Frenchman Bay was a favoured picnic destination from the late nineteenth century. Access to Whalers Beach was possible only by boat and the enterprising Armstrong and Waters company ferried Albanians to the cove for one shilling per round trip. There were even moonlight cruises. Albany had a strong picnic culture and it was common for people to take large hampers and dress to the nines.
Photo from the Western Mail, March 1935
Tourism temporally ceased at Frenchman Bay following the establishment of the Norwegian whaling station – the oil slick and pieces of whale carcasses that floated about discouraged visitors. The odours were described as ‘noisome’. Following the demise of the whaling station, tourism resumed. In 1934 a road was built that connected Albany to Whalers Beach and a tea kiosk was established.
Recognising its potential for tourism, the Shire established a new reserve for the purpose of camping and issued a lease that allowed water from the dam at Vancouver Spring to be pumped to the site. In 1936 a hostel was built on the site where the Norwegian kitchen and mess had once stood at the summit of the stairs from Whalers Beach.

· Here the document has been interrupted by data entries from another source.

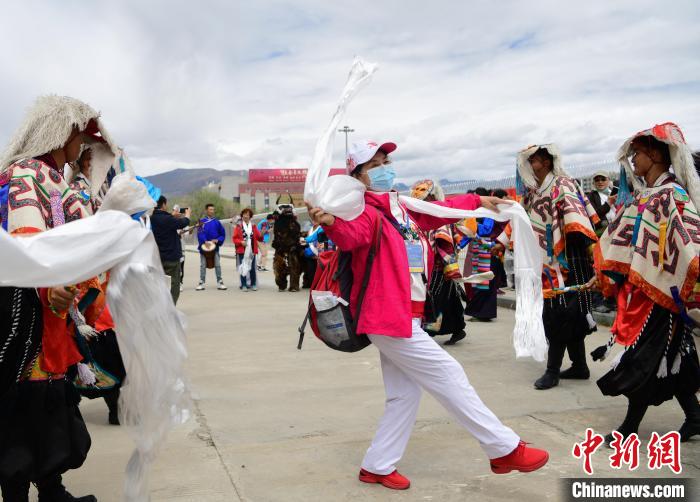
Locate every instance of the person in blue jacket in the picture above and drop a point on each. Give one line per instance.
(210, 231)
(265, 227)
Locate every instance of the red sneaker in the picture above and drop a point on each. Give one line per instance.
(523, 459)
(395, 481)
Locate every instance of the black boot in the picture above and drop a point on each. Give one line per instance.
(460, 335)
(579, 368)
(547, 381)
(112, 400)
(52, 490)
(575, 373)
(15, 491)
(555, 355)
(630, 425)
(691, 408)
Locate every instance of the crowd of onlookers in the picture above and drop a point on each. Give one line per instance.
(296, 248)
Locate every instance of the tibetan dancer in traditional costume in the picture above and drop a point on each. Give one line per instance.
(482, 299)
(100, 350)
(287, 261)
(42, 434)
(648, 258)
(564, 220)
(444, 311)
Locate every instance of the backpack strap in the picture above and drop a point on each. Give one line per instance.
(373, 252)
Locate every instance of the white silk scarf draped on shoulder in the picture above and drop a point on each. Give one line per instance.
(343, 196)
(150, 330)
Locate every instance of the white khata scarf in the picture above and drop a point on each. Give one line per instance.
(247, 262)
(343, 196)
(155, 395)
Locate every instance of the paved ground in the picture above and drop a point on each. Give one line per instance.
(277, 424)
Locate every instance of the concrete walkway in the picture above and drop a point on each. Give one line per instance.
(276, 424)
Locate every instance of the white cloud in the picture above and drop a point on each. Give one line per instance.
(461, 87)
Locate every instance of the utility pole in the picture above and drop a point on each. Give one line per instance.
(347, 131)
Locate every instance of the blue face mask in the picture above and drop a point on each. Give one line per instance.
(381, 178)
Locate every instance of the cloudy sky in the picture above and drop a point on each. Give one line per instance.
(462, 85)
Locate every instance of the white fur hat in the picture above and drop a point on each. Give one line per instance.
(681, 158)
(48, 125)
(525, 172)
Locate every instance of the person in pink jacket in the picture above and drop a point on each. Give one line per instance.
(391, 316)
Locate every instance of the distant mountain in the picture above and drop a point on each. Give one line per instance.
(184, 181)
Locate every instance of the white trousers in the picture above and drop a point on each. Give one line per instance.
(410, 365)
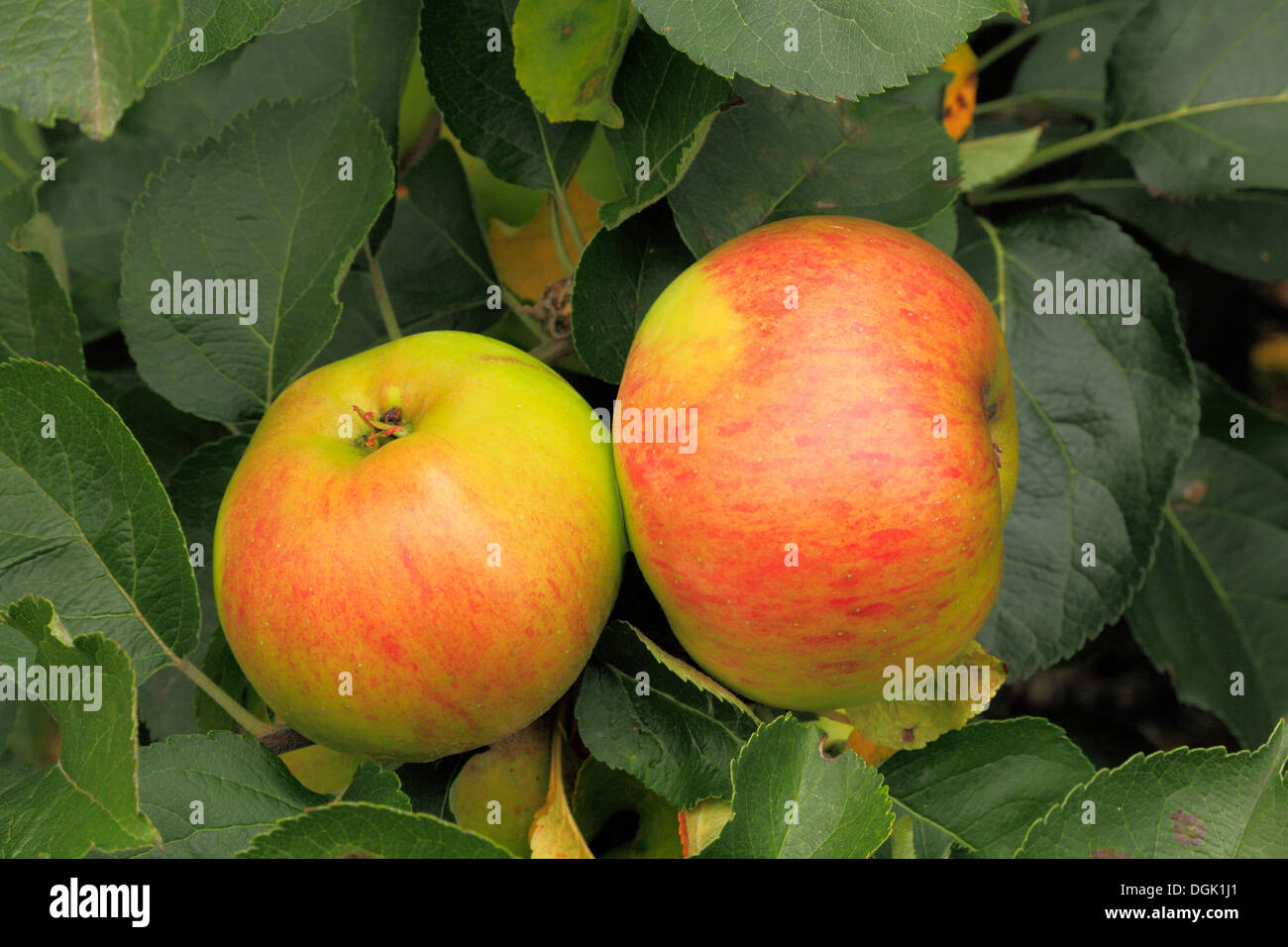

The tea rooms and hostel in the 1940s
In the 1980s the Shire of Albany rezoned the site and sold it to private interests. The tearooms continued to operate and residents of the growing community of Goode Beach would join campers and tourists to purchase food and drinks. The Sunday roast dinners were highly regarded. The site once again changed hands and in 2006, without warning, the owner bulldozed the tearooms and the other facilities inside the caravan park. Nothing is now left of the hostel except the date palm that once graced its entrance. It can be seen in the photograph from the 1940s and is the only observable relic to be seen today.